The reason an apple’s core is a vertical central column, and that’s all, is the apple has no legs… and no arms. This brings us to a new or different understanding of the human core. The conventional core is thought of as the deep muscles surrounding the spine and pelvis – not including the muscles that connect to the arms and legs. But another way to think of the body’s core is simply the skeletal system – all of it – from the tips of your fingers to your toes. After all, it is the skeleton that forms the central structure throughout the body and provides the core structural form. If you were to construct a model of the human body you would need to create a skeletal structure that you then wrapped with soft tissue.

The deepest layer – the core of the human body – is indeed the skeletal core. With this deeper understanding of structural core, we can now look at Core Stability and Mobility in a new light. In order for the body to be most efficient and most structurally stable (and have the capacity for greatest mobility), the skeletal core must be aligned optimally. Optimal bone alignment is unlike bricks or steel beams of a building.

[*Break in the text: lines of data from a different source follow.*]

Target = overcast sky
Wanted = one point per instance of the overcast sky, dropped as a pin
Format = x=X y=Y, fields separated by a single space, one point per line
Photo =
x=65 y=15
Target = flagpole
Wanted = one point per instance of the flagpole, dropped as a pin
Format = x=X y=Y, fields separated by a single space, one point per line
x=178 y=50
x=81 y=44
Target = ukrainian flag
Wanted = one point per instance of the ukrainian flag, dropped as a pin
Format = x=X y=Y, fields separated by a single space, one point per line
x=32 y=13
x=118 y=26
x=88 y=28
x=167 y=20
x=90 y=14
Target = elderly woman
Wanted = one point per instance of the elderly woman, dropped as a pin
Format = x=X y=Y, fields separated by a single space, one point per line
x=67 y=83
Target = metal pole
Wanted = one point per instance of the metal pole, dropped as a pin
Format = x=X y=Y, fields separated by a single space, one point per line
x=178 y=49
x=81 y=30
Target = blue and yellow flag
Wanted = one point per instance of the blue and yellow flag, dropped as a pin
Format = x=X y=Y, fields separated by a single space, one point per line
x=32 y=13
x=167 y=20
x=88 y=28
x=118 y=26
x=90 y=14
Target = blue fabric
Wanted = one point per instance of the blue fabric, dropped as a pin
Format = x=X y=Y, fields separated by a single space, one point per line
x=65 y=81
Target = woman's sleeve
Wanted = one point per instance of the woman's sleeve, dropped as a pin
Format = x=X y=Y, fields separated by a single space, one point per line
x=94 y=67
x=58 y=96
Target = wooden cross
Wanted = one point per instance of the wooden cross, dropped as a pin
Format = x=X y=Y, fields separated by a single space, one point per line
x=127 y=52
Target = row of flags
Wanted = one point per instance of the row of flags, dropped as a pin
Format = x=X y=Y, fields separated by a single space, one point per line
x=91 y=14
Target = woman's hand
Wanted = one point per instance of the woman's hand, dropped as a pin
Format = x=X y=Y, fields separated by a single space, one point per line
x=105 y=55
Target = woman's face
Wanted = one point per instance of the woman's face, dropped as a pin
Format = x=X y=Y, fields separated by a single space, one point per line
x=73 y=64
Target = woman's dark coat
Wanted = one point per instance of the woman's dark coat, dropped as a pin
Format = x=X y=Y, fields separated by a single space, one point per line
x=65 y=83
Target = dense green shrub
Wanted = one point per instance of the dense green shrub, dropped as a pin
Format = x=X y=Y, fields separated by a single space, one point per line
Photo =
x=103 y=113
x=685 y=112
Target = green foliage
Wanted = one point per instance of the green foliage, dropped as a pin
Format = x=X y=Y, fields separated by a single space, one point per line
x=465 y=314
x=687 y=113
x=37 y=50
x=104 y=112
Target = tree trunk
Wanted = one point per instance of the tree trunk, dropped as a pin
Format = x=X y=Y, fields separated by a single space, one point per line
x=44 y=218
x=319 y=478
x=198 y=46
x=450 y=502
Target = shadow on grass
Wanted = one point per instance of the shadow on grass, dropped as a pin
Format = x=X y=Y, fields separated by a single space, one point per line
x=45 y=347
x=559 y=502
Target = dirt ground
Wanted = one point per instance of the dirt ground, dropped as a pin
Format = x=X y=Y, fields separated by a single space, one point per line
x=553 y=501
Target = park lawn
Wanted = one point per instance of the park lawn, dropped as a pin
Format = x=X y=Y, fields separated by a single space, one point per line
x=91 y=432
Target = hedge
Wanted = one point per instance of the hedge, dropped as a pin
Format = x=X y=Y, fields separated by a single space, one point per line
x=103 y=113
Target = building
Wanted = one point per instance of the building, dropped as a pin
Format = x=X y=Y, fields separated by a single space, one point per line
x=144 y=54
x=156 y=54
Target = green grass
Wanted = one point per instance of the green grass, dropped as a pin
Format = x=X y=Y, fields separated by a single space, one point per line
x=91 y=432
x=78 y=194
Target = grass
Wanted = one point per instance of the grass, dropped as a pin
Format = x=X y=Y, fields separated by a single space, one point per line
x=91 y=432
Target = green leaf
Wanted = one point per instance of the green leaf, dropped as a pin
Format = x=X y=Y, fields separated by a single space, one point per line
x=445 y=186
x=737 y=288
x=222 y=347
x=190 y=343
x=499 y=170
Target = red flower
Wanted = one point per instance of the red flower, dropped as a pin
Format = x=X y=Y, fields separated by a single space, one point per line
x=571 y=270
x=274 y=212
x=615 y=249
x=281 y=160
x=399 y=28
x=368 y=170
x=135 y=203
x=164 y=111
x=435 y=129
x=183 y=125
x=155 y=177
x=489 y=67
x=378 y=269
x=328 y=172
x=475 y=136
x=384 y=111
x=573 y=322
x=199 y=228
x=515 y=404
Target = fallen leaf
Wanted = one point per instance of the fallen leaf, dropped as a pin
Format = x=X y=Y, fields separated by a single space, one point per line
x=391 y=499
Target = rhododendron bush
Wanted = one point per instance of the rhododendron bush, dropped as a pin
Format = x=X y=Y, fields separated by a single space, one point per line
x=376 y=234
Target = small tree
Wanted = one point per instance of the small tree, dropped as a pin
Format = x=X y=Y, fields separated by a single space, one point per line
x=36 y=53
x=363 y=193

The truth is the bones actually “float” within the body’s soft tissue or myofascia. The structural relationship of the bones and myofascia is characterized by a term called Tensegrity (the word derived from the combination of Tensional and Integrity). In Tensegrity, the bones are compressive elements that are suspended (not stacked upon each other) within the myofascia that are tension elements. It is a complex three dimensional structure that is capable of dispersing forces with great efficiency and facilitates efficient movement. Without Tensegrity, our bones would be crushed under the impact of running or jumping.


WeckMethod is a system of training that fully optimizes bone alignment through the hands. Because the entire body is intimately linked and connected – each part of the body having its effect on the global whole – the hands are critical to optimizing the global Tensegrity throughout the body. This may be difficult to comprehend at first.


After all the hands only represent less than 2% of the body’s total weight – and they are way out there, far away from the conventional core. But when you realize that the hands have more than 25% of the body’s bones, and you combine this with the understanding of the critical importance of optimizing bone alignment for optimizing the body’s capacity to most efficiently stabilize and mobilize, the importance of the hands becomes easier to grasp. By teaching you to create optimal bone alignment through the hands – and combine this with optimal alignment of the rest of the body – you will move and harness power like never before.